David Lynch remained true to form in a surprise appearance to promote “Twin Peaks” Monday, managing to tantalize with rune-like pronouncements that left reporters scratching their heads.
“This word ‘expect’ is a magical thing,” the mysterious writer-director behind “Blue Velvet,” “Mulholland Drive” and other films told reporters at the Television Critics Association winter press tour in Pasadena, California, when asked about the new version of his fabled murder mystery “Twin Peaks” that will premiere on Showtime May 21. “People expect things and hopefully their expectations are met when they see the thing.”
Showtime decided to bring Lynch out alone to answer questions for 15 minutes, before a panel featuring “Twin Peaks” stars Kyle MacLachlan, Laura Dern, Madchen Amick, Robert Forster and Kimmy Robertson. But for all his air of good-humored inscrutability, the oracular Lynch did confirm a few points. He has directed all 18 hours of the new series, and that material will be packaged as 18 episodes, he said.

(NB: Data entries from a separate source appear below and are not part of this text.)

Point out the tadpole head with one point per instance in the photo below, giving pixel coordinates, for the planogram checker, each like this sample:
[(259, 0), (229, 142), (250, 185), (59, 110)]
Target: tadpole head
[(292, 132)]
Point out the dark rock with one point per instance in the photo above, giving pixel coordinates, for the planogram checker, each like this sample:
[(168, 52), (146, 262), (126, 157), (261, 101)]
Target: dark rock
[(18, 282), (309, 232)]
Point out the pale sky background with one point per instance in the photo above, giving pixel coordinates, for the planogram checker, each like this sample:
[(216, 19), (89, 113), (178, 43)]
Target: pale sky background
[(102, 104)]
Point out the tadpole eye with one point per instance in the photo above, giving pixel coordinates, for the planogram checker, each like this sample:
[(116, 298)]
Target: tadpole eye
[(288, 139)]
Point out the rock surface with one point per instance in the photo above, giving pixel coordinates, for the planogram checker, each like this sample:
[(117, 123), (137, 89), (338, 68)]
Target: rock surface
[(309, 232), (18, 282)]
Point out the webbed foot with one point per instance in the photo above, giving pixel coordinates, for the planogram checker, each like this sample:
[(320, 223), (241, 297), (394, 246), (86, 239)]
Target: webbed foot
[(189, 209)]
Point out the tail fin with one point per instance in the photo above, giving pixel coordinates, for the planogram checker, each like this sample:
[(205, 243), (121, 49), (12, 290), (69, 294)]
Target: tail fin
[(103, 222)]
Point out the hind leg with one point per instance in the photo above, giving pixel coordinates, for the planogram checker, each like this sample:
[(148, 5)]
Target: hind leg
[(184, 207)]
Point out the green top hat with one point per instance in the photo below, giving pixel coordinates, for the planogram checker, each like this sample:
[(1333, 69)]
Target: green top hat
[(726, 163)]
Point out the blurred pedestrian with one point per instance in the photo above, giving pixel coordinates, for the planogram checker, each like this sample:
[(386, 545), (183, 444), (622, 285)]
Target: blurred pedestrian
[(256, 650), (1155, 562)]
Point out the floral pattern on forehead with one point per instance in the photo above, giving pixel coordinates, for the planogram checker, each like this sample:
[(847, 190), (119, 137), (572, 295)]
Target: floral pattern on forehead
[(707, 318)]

When asked why, despite an enormous cast, some original actors did not return, including Michael Ontkean and Lara Flynn Boyle, Lynch did not offer specifics but indicated that he and those cast members more or less came to a mutual agreement about the project going forward without them. “It’s a little bit of both,” he replied when asked whether it was he or the actors who came to the decision.
And Lynch reiterated what he has said in the past, that he never wanted to reveal the killer of Laura Palmer, the homecoming queen whose murder set in motion the plot for the original “Twin Peaks.” (Executives at ABC, which aired the original series, had other ideas about tying up loose ends.) But the Palmer mystery remains at the heart of the new series.
“The story of Laura Palmer’s last seven days is very much important to this,” Lynch said of the new show.
The genesis of the revival came about after his longtime collaborator, writer Mark Frost, sent Lynch a note proposing a return to “Twin Peaks.” The pair met at the Hollywood restaurant Musso & Frank to discuss the project. More recently, they worked together on Skype (Lynch lives in Hollywood and Frost lives in Ojai, about an hour’s drive away).
But on many other points, Lynch had little to nothing to say, although he remained unfailingly gracious in batting aside queries.
Asked about a much-publicized rift with Showtime, which led him to briefly announce he was leaving the series, Lynch politely said: “I would rather not discuss that.” But he added that he was now “very happy being at Showtime.”
When asked about how much TV had changed since the original “Twin Peaks” went off the air in 1991, he again demurred: “I don’t really think about those things.”
And when a reporter wondered if Lynch had thought about the appetite for a “Twin Peaks” revival or was too “in the middle” of that fictional world to consider it, the director replied: “I’m too in the middle – and I don’t go out much.”
When MacLachan, who has worked with Lynch since “Dune,” finally walked out onstage a few minutes later for his own panel, a reporter could not help wondering whether the director was just as maddeningly hard-to-parse on the set.
“You guys got a lot,” MacLachlan deadpanned. “You did really, really well. He must really like you.”
“Twin Peaks” will premiere on Showtime on May 21 at 9 p.m.